When I heard that Tyler Gray at Public Knowledge was looking for someone to do some analysis on tweets that mentioned SOPA, I thought I might try Cytoscape (an open source tool used for biomedical research, but handy for large scale data visualization) to show some of the relationships between people discussing the controversial bill on Twitter.
The result is a graph of the most active users referencing SOPA
Public Knowledge worked with the Brick Factory to set up their slurp140 tool to record approximately 1.5 million tweets which Tyler sent me in the form 350mb CSV file. I first used Google Refine to clean and narrow the set down to only tweets which were replies to someone else. This left approximately 80,000 tweets which I then imported into R. I then ranked all of usernames by how often they appeared both as senders and recipients, and then picked the approximate top 1,000 users. Since replies are sent from one user to another, the graph is directed: each edge has a direction with an origin and an arrow pointing at the recipient. There are 1,021 nodes identified by their Twitter usernames, and 1,757 edges a good portion of which are labeled with the content of their tweet.

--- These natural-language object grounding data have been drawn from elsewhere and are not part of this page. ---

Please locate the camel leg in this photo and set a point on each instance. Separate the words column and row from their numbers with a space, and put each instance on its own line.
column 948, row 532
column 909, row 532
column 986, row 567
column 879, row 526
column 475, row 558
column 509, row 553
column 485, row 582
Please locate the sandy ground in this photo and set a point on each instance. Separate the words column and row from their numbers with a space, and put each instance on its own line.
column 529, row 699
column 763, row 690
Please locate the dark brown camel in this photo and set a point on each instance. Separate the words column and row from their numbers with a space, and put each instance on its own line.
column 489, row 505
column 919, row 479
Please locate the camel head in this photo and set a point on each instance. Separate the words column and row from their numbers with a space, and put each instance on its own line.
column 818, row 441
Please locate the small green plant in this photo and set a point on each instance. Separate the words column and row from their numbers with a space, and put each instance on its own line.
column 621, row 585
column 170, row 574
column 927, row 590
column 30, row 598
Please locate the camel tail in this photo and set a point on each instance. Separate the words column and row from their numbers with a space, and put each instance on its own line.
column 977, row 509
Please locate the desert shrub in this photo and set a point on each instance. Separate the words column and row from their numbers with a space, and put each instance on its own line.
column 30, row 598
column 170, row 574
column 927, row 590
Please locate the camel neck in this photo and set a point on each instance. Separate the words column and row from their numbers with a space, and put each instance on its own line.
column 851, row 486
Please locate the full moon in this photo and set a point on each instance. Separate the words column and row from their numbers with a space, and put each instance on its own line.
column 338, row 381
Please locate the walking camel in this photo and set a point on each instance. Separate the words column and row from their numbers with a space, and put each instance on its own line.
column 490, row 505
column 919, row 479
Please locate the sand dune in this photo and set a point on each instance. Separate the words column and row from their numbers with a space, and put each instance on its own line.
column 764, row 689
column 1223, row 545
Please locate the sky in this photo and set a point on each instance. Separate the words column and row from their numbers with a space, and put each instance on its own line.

Visualizing networks this large is more of an art than a science
I've tried to strike a balance between visual complexity, aesthetics and readability of tweets, but you'll find that this isn't always successful. Sometimes tweets run into nodes, sometimes edges run into labels, and sometimes the graph feels like a total mess. But that messiness is part of what made the SOPA debate on so interesting over the last month.
Thousands of people participating with plenty of cross talk.
The colors and sizes of the nodes and edges are coded in the following ways:
- A node and its label size is maps to the number of tweets both posted by a user and and mentioning a user. (Ex: @BarackObama is a huge node because so many people were tweeting at him about SOPA).
- Node color represents the number of outgoing tweets. The greener the node, the more replies a user posted. (Ex: @Digiphile sent a lot of tweets mentioning SOPA.)
- Edge thickness represents "edge betweeness" which is how many "shortest paths" that run through it. This is a rough measure of how central a given tweet is in a network. (Ex: @declanm and @mmasnick have a thick line connecting them because many other nodes are connected to the two through that tweet.)
- Edge color represents the language of the tweet. (Ex: Tweets in English are blue, Spanish are yellow.)
The nodes are positioned using an "force directed" algorithm which is typically designed for undirected graphs, but I found it to be the most visually compelling of Cytoscape's layout options. To learn more about force directed graphs, take a look at this d3 tutorial visualizing the characters in Victor Hugo's Les Misérables.
Thanks again to Public Knowledge, The Brick Factory for providing the infrastructure to record the tweets, and everyone who has helped fight against SOPA and PIPA over the last couple of months, especially those who tweeted about it.